Charles Dharapak/ASSOCIATED PRESS
Massachusetts Gov. Deval Patrick with other Democratic governors outside the White House.
Massachusetts Gov. Deval Patrick with other Democratic governors outside the White House. Charles Dharapak/ASSOCIATED PRESS
President Obama has been a punching bag for many Republican governors as they've criticized his economic stimulus spending, the health care law, the high-speed rail initiative, you name it.
Over the weekend, the president will get to see some of the very GOP governors who've been pummeling him, including some who hope to run against him in 2012 as their party's nominee. Most of the nation's governors will be in Washington this weekend for the National Governors Association's winter meeting.
On Friday, however, the president was able to fortify himself before meeting some of those Republican governors by first visiting with a group of their Democratic counterparts at the White House. In other words, the easy governors came first, the tough ones later.
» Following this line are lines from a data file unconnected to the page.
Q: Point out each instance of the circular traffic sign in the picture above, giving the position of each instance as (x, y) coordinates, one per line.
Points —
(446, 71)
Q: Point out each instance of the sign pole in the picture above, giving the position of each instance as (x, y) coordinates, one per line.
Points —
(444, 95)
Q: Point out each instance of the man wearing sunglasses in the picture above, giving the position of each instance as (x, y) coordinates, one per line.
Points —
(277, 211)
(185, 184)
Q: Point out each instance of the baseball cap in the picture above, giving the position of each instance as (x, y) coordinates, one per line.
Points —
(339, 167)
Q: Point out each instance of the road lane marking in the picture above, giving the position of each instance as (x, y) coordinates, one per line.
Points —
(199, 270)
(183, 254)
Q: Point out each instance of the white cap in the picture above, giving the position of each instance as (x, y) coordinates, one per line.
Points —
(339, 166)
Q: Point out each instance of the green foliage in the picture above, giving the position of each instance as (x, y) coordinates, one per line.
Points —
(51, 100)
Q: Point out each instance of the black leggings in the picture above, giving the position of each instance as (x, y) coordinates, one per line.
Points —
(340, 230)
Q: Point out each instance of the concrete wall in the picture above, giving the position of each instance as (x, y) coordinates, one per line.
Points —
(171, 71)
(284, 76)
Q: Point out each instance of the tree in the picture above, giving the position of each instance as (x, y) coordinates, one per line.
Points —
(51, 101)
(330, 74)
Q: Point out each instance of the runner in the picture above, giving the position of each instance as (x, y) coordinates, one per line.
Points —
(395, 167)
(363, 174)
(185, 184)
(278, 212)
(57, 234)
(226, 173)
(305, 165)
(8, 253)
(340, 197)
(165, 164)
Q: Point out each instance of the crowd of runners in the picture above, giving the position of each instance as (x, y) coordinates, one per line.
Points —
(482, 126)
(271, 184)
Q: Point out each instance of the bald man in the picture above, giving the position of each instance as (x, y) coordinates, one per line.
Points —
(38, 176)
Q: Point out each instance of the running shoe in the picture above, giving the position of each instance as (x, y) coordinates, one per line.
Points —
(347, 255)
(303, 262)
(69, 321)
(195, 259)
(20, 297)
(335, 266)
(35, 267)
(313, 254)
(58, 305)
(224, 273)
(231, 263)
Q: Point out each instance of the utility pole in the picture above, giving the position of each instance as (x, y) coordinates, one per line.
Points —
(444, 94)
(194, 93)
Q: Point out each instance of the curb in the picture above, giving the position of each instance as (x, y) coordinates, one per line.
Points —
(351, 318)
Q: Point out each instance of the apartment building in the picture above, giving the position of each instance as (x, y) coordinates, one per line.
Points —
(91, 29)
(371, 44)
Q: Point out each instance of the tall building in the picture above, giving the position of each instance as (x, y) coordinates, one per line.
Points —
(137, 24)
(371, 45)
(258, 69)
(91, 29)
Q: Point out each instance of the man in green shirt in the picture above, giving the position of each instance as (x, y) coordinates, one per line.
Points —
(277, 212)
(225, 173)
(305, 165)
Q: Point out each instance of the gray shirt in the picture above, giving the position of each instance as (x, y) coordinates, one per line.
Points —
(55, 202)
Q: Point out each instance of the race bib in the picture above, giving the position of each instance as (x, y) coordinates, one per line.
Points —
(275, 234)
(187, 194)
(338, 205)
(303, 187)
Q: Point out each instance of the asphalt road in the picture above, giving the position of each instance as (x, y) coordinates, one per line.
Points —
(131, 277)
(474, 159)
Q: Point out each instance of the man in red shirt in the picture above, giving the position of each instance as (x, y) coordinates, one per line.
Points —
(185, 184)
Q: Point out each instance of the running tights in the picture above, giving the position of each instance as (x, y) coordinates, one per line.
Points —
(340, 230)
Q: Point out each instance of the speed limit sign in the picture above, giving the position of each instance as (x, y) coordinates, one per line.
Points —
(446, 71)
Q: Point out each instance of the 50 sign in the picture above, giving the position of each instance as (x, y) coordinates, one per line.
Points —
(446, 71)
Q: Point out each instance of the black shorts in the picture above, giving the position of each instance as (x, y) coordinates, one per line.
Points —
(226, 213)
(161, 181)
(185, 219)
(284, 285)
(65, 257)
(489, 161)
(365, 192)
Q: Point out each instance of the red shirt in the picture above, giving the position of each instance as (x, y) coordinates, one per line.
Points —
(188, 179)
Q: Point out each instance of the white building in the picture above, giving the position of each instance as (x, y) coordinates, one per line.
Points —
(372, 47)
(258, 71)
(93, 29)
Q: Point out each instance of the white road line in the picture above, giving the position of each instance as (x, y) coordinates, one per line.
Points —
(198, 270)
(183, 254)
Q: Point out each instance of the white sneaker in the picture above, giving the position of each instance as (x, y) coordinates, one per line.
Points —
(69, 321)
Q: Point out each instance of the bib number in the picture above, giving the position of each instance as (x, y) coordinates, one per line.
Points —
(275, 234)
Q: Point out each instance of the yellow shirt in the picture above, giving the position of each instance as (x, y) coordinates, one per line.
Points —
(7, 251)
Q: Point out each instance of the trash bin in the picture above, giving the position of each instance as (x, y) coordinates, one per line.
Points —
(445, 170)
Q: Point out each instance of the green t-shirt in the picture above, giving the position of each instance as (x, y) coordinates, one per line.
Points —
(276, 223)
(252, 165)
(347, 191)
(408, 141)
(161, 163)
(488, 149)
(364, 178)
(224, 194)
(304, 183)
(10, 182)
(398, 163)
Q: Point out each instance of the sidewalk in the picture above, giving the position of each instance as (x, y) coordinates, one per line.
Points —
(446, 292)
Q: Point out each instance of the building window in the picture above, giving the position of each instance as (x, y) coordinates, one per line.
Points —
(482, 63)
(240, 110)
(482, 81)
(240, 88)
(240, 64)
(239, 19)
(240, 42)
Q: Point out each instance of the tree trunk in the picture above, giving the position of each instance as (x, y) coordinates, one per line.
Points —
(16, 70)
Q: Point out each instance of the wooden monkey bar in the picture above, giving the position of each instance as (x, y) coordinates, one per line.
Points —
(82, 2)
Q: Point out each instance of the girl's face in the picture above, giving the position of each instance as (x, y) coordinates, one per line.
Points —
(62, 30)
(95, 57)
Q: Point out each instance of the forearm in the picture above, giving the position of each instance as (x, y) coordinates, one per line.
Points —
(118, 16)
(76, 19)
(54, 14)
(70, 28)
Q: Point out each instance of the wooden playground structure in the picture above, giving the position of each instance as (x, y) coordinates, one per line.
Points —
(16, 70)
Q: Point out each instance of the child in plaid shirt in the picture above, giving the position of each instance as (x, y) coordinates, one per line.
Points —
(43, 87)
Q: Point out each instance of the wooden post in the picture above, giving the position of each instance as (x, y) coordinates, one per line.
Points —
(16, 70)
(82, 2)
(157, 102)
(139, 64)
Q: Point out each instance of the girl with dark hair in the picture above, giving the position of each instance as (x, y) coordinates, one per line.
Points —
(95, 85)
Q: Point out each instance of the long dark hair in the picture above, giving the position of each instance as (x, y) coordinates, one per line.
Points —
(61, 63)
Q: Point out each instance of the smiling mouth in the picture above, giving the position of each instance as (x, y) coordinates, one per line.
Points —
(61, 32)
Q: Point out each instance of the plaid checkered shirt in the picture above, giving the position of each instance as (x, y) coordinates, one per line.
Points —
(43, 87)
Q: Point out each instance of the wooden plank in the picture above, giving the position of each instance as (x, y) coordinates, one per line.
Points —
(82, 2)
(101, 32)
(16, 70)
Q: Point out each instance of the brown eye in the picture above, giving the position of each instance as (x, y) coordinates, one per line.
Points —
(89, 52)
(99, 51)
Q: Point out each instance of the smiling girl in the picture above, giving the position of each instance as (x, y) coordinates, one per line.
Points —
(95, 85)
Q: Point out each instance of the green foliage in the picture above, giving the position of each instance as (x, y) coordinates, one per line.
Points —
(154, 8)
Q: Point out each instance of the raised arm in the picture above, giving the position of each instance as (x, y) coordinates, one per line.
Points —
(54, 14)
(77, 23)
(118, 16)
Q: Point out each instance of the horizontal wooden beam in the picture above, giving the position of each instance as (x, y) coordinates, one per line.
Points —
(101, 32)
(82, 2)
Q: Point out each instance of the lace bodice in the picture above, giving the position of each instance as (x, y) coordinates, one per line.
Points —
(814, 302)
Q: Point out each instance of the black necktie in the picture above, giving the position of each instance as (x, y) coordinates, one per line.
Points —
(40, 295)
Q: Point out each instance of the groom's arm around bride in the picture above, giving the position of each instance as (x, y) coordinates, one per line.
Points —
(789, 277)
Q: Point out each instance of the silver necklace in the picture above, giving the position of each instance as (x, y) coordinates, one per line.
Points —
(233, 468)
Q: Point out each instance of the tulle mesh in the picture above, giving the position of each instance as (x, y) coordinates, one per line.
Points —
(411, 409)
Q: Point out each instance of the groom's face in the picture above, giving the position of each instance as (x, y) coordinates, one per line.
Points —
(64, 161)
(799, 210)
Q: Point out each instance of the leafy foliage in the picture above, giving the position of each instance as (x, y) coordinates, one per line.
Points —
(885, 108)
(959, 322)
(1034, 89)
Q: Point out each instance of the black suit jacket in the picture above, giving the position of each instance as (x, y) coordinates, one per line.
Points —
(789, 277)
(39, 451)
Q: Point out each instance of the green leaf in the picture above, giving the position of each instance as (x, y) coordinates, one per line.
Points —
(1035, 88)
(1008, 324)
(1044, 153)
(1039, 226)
As NPR's Scott Horsley reported for All Things Considered, it was definitely a friendly audience of state chief executives:
But Democratic governors say those politically-charged showdowns are really a sideshow. Martin O'Malley of Maryland, who heads the Democratic Governors Association, says most state chief executives take a practical approach to their job.
"All of us get things done. We're about getting things done. We're not primarily an ideological group of people."
O'Malley is one of more than a dozen Democratic governors who met today with President Obama and Vice President Biden. Before the meeting, governors were asked to survey business-people in their states about what it would take to encourage the private sector to hang out more "Help Wanted" signs.
"Our business leaders in all of our states understand the most important priority we have right now as a country is to create jobs."
Democratic governors' strategy for fostering job growth is a lot like President Obama's: Make sure companies can get the credit they need. Keep government regulations reasonable. And provide employers with a well-trained workforce. North Carolina Governor Bev Purdue says that last one is particularly important...
... After their meeting at the White House this morning, governors planned to sit down with a group of business leaders this afternoon. Delaware Governor Jack Markell says the would-be employers he talks to want to see more cooperation in Washington.
"I have not had a single businessperson say to me that they want the federal government re-fighting the fights of the last two years about health care. What they want us focused on is what are we going to do to create jobs. I can tell you coming out of this meeting with the President, that's exactly where he is."